I was trolling the Social Science Statistics Blog of Harvard's Institute for Quantitative Social Science Research last weekend looking for some new ideas for BI, when I came across an article by a couple of political scientists entitled “Using Graphs Instead of Tables in Political Science.” Accompanying the paper is a website that details the nitty gritty of the techniques the authors promote in their writing.
Though the examples are from academic political science, the discussion is quite pertinent for business intelligence as well. The focus is not on the bland BI graphics of stoplights, speed-dials and 3-D pie/bar charts. Rather, it's on visualizing the results of statistical analysis – a topic more and more pertinent to BI as data mining/statistical learning become mainstream tools.
The authors' approach was to examine every article from five issues of three leading political science journals, noting the use of tables and graphs in each. They discovered that political scientists rely on tables far more than graphs and that they never use graphs to present the findings of their models. The authors then set out to “demonstrate directly how researchers can use graphs to improve the quality of empirical presentations.” The accompanying website shows how they would have used visuals to either replace or supplement the tables that appeared in the articles they reviewed.
Figures 1 and 2 from the website (editor’s note: link at left also takes you to subsequent figures mentioned in the blog) demonstrate the use of graphics to display single and multi-variable frequencies/percentages. The simple Cleveland dotplot can be a very effective means of showing percentages. Note the sorted order of the categories by percentage and the scale that starts at zero. With the size of the rectangles indicating frequencies, Mosaic plots are ideal for cross-tabs. The differences between proportional and majoritarian electoral systems with left and right leaning governments are clearly communicated.
Figure 3 combines information on the means and standard deviations of multiple scales in a single plot ordered from lowest to highest mean. Political scientists are much more facile with standard deviations than I now am. I would have used the 5th and 95th percentiles along with min and max instead.
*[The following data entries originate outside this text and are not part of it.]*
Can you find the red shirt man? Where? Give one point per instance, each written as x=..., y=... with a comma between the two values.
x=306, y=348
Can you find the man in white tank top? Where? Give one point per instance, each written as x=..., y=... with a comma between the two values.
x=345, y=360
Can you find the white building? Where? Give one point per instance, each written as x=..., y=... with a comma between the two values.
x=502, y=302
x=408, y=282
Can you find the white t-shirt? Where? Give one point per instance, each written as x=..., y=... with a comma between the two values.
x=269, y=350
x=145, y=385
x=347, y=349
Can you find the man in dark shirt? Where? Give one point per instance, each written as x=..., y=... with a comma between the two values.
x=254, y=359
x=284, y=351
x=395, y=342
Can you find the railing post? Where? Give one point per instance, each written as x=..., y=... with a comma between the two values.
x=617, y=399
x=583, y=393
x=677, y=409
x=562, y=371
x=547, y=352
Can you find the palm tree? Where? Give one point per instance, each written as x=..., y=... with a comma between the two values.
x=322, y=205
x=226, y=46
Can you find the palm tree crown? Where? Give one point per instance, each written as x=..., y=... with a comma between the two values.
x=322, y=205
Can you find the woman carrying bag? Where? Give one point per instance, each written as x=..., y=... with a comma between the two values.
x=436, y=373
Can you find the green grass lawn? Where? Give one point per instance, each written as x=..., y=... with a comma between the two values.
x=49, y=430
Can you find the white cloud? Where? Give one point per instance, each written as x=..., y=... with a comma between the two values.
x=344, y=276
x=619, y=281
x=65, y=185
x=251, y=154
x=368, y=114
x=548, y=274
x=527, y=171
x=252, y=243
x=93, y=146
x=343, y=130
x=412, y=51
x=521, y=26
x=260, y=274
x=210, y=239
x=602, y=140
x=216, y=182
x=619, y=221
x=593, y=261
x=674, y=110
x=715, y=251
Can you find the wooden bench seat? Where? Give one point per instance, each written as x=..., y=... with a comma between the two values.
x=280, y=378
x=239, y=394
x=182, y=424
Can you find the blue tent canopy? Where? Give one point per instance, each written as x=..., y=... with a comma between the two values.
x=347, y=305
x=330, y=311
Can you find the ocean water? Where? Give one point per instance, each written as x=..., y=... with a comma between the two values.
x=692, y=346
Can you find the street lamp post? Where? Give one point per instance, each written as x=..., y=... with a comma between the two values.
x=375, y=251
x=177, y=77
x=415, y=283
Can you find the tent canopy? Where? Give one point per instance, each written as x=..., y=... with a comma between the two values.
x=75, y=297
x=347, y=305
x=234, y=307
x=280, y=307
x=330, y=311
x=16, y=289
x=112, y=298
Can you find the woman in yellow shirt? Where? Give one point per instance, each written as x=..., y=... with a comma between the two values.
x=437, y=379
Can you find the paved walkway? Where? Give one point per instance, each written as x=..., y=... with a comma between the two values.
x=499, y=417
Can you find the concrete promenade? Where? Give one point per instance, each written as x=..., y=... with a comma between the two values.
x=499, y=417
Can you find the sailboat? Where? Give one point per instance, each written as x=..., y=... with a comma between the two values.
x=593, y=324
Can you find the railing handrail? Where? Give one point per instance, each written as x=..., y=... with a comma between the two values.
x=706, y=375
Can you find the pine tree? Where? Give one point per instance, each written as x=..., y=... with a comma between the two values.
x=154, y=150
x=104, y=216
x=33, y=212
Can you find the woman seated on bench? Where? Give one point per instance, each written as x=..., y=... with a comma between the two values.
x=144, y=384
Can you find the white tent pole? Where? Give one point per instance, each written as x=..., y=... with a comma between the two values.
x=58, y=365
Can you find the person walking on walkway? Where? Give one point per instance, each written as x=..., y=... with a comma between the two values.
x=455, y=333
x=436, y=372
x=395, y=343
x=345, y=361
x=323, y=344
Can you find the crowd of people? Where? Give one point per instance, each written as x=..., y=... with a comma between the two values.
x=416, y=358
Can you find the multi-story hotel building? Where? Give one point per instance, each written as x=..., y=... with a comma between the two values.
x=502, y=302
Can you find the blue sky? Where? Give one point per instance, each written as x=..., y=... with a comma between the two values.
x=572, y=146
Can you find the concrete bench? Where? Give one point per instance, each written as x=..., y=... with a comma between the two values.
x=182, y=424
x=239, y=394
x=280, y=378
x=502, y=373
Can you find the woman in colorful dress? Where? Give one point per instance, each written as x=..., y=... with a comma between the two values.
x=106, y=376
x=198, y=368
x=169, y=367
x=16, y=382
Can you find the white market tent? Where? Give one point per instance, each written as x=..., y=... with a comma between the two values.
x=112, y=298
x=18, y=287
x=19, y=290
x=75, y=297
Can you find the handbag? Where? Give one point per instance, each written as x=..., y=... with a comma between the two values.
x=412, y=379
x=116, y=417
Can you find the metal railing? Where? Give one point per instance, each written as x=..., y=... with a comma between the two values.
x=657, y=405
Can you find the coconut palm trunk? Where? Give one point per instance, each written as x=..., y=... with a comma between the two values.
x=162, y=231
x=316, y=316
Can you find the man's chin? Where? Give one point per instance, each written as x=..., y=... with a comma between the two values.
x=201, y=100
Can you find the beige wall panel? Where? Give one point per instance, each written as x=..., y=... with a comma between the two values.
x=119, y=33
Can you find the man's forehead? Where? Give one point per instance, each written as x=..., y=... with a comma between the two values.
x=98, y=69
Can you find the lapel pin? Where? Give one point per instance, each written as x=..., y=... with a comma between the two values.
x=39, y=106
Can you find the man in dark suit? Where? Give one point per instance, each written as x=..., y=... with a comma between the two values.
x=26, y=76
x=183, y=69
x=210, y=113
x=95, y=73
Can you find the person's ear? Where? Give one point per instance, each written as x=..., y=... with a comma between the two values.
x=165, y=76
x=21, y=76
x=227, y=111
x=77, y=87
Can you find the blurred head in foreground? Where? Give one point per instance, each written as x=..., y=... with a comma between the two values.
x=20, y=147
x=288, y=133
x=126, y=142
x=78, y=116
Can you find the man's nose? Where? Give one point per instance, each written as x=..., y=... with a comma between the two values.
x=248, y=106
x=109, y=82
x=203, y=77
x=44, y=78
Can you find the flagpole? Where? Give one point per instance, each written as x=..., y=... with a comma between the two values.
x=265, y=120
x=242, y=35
Figure 4 combines means, percentages and measures in a stacked dotplot/violin box and whiskers plot, consolidating much disparate information in a small space. In contrast to means and standard deviations, which tacitly assume a normal distribution, the violin plots let the data tell its own story. Their funky shapes suggest that the distributions are decidedly non-normal. An alternative to violins I often use is kernel density plots.
Figure 5 is a personal favorite, combining the simplicity of a dotplot with the power of grouping and lattice. With lattice, all panel axes are the same to ease cross dimension comparisons. And grouping by time facilitates before-after analyses.
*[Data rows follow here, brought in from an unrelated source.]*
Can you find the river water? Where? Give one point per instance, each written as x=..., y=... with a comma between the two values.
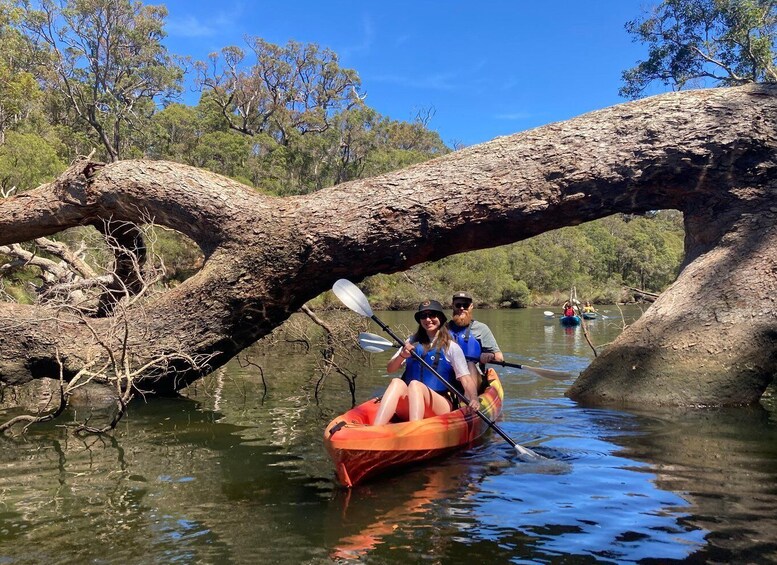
x=235, y=472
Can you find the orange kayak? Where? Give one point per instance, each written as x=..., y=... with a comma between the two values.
x=360, y=450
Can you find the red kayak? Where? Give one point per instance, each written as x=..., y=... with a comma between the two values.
x=360, y=450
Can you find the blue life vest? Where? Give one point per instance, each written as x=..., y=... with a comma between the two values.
x=415, y=371
x=468, y=343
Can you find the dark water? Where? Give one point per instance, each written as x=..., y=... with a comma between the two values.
x=233, y=475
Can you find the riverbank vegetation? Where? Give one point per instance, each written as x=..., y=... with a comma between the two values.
x=284, y=119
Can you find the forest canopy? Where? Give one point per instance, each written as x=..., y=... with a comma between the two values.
x=78, y=77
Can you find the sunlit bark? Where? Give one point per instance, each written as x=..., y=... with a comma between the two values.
x=711, y=154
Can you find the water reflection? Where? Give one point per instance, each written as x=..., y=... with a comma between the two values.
x=237, y=473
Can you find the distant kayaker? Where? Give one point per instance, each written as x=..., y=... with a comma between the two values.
x=419, y=393
x=484, y=348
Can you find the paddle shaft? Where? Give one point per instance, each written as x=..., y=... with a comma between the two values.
x=450, y=387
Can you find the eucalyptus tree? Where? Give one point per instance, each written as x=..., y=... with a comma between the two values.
x=297, y=87
x=697, y=42
x=19, y=91
x=711, y=154
x=107, y=60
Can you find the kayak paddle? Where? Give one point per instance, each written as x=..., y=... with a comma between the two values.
x=350, y=295
x=375, y=344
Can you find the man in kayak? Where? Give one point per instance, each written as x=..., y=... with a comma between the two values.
x=483, y=349
x=419, y=393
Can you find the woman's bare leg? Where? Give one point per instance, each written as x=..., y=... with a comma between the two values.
x=394, y=400
x=424, y=402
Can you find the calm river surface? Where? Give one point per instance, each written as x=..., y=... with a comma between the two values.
x=231, y=474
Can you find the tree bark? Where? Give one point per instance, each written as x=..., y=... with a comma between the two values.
x=709, y=339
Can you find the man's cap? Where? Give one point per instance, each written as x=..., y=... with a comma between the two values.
x=431, y=306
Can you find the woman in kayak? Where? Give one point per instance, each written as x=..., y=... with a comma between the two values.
x=419, y=393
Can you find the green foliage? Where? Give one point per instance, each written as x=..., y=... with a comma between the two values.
x=26, y=161
x=286, y=120
x=727, y=42
x=597, y=258
x=107, y=60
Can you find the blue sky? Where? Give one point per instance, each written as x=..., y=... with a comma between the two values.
x=487, y=68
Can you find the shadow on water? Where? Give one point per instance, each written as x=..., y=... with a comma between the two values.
x=238, y=474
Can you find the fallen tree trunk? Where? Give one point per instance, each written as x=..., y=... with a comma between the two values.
x=710, y=153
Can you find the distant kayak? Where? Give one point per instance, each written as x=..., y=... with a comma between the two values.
x=570, y=320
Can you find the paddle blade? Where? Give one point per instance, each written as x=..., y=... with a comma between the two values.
x=350, y=295
x=374, y=343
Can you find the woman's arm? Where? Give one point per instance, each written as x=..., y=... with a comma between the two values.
x=398, y=360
The first of the “Graphs that do not appear in paper,” presents a color-coded correlation matrix, with positive correlations depicted in blue, negative in red. While the visual is appealing and the code behind it illuminating, I prefer the pairwise scatterplot function splom (scatter plot matrix) instead. With splom you can tell if two of the variables have a non-linear relationship.
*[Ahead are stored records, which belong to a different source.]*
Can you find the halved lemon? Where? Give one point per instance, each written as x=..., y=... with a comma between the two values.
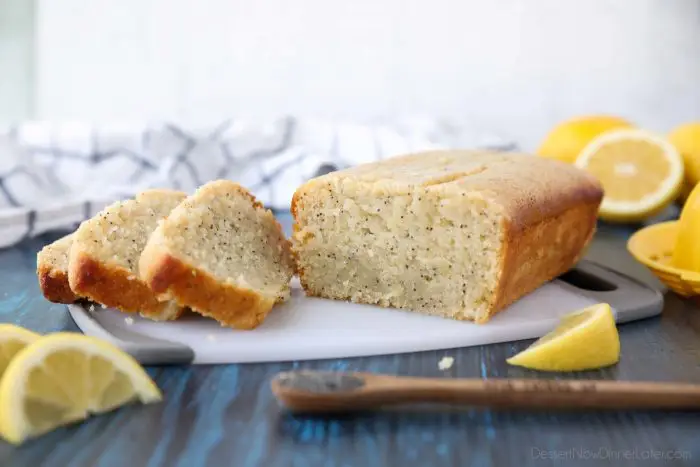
x=584, y=340
x=641, y=173
x=566, y=140
x=63, y=378
x=12, y=340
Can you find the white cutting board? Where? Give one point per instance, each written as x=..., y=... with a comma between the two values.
x=314, y=328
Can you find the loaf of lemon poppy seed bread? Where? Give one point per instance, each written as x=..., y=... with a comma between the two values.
x=457, y=234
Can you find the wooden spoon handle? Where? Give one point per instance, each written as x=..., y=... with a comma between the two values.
x=384, y=390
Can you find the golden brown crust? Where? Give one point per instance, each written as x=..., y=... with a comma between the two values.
x=54, y=285
x=538, y=253
x=112, y=286
x=231, y=306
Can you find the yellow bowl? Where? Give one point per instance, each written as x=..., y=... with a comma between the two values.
x=653, y=247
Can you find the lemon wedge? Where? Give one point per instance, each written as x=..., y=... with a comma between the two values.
x=686, y=139
x=12, y=340
x=686, y=252
x=566, y=140
x=63, y=378
x=641, y=173
x=584, y=340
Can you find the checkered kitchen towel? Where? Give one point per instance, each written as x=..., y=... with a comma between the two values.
x=53, y=176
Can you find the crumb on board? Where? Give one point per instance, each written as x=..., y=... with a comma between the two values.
x=446, y=363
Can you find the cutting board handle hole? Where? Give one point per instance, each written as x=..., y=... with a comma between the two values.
x=586, y=281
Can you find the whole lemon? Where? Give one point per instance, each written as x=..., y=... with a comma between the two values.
x=686, y=139
x=566, y=140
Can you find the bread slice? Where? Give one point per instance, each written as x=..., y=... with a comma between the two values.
x=103, y=260
x=52, y=271
x=457, y=234
x=222, y=254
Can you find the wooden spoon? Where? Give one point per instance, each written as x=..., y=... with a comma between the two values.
x=309, y=391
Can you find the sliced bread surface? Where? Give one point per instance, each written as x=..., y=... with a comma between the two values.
x=52, y=271
x=103, y=260
x=222, y=254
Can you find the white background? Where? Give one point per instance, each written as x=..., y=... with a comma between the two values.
x=514, y=67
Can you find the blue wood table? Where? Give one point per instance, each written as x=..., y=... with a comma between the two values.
x=226, y=415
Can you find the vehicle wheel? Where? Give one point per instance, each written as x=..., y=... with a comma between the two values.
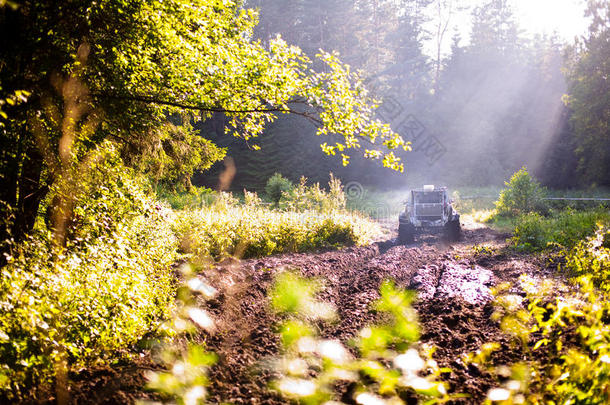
x=406, y=233
x=453, y=230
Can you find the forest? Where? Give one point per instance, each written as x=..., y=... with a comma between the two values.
x=296, y=201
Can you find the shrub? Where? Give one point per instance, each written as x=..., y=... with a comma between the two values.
x=522, y=195
x=88, y=301
x=592, y=258
x=225, y=229
x=534, y=232
x=565, y=344
x=276, y=186
x=305, y=198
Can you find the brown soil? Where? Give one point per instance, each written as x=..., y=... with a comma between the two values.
x=454, y=309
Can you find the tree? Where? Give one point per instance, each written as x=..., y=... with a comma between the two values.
x=117, y=69
x=589, y=96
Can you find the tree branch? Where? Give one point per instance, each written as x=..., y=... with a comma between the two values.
x=151, y=100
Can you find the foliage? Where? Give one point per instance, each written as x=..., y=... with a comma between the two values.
x=534, y=232
x=88, y=299
x=522, y=195
x=587, y=70
x=227, y=228
x=591, y=257
x=307, y=198
x=565, y=344
x=186, y=377
x=388, y=369
x=562, y=332
x=120, y=70
x=276, y=186
x=171, y=154
x=195, y=198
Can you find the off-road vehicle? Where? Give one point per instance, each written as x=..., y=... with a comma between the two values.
x=428, y=210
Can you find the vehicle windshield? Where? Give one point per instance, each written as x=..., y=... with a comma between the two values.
x=431, y=197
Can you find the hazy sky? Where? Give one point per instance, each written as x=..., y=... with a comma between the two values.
x=566, y=17
x=563, y=17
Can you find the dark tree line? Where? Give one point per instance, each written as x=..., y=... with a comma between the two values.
x=501, y=101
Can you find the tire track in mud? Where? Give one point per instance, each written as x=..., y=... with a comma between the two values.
x=453, y=307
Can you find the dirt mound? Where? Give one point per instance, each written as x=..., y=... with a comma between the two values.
x=454, y=308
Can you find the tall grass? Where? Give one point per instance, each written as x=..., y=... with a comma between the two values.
x=225, y=229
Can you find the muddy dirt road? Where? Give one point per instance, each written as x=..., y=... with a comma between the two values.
x=454, y=307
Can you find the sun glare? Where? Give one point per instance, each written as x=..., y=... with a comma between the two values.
x=564, y=17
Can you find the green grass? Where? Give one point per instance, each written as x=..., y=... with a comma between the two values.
x=564, y=229
x=246, y=231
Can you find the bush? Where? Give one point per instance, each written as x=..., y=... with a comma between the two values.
x=226, y=229
x=87, y=301
x=313, y=198
x=522, y=195
x=276, y=186
x=592, y=258
x=534, y=232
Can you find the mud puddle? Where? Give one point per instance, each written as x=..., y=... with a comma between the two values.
x=453, y=305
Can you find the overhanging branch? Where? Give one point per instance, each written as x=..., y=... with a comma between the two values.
x=194, y=107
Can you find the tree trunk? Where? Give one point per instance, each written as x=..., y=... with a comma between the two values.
x=31, y=192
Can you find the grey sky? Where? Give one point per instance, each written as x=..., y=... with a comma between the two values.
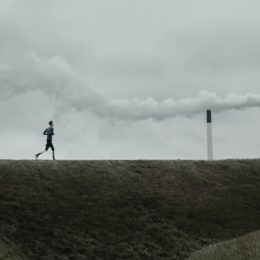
x=103, y=69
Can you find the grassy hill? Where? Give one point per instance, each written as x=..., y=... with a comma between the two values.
x=126, y=209
x=245, y=247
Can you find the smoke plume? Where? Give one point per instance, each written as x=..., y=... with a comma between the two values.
x=56, y=78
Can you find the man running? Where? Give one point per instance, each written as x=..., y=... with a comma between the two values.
x=49, y=132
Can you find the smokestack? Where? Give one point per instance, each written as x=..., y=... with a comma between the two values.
x=209, y=135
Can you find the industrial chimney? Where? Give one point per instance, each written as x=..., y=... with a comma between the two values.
x=209, y=135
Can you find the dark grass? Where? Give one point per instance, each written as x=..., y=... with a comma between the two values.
x=126, y=209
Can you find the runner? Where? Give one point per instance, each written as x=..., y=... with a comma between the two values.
x=49, y=132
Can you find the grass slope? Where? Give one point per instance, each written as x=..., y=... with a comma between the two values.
x=245, y=247
x=126, y=209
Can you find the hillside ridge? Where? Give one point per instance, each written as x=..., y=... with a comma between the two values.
x=143, y=209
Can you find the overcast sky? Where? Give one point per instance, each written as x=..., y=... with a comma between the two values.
x=130, y=79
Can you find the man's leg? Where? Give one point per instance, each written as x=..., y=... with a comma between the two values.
x=53, y=154
x=45, y=150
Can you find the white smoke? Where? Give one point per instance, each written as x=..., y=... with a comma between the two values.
x=56, y=78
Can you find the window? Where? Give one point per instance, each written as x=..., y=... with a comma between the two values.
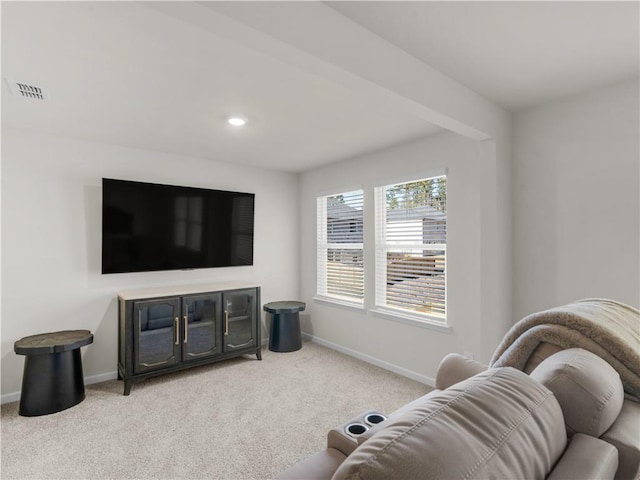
x=411, y=248
x=340, y=247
Finally, with the small multiples dotplot, the authors juxtapose majoritarian with proportional on a number of measures, using the plotting language to assure that scales are comparable across the separate graphs. They also highlight the mean values of the individual measures with vertical lines, dramatically contrasting the differences between majoritarian and proportional electoral systems.
Overall, I'm a big fan of unsexy visuals like those presented in this work, finding them superior to tables and “ink-intensive” graphics. Indeed, if the choice is between 3-D sizzle or substance of presentation, I'll take the latter every time. Following the R programming motif, I routinely communicate the results of modeling work using R's extensible lattice package for dimensional graphics. My take is that presenting the predictions of models visually is just as important as providing statistical validation of goodness of fit.
The authors of this article do a pretty good job demonstrating how to use graphics to better serve statistical analysis. The visuals in this paper, however, are just an introduction to what's available in R. For those looking to advance with R graphical programming, I'd suggest “Lattice” and “R in a Nutshell.” A humorous, tongue-in-cheek response to this article can be found in “Why Tables are Really Much Better than Graphs.”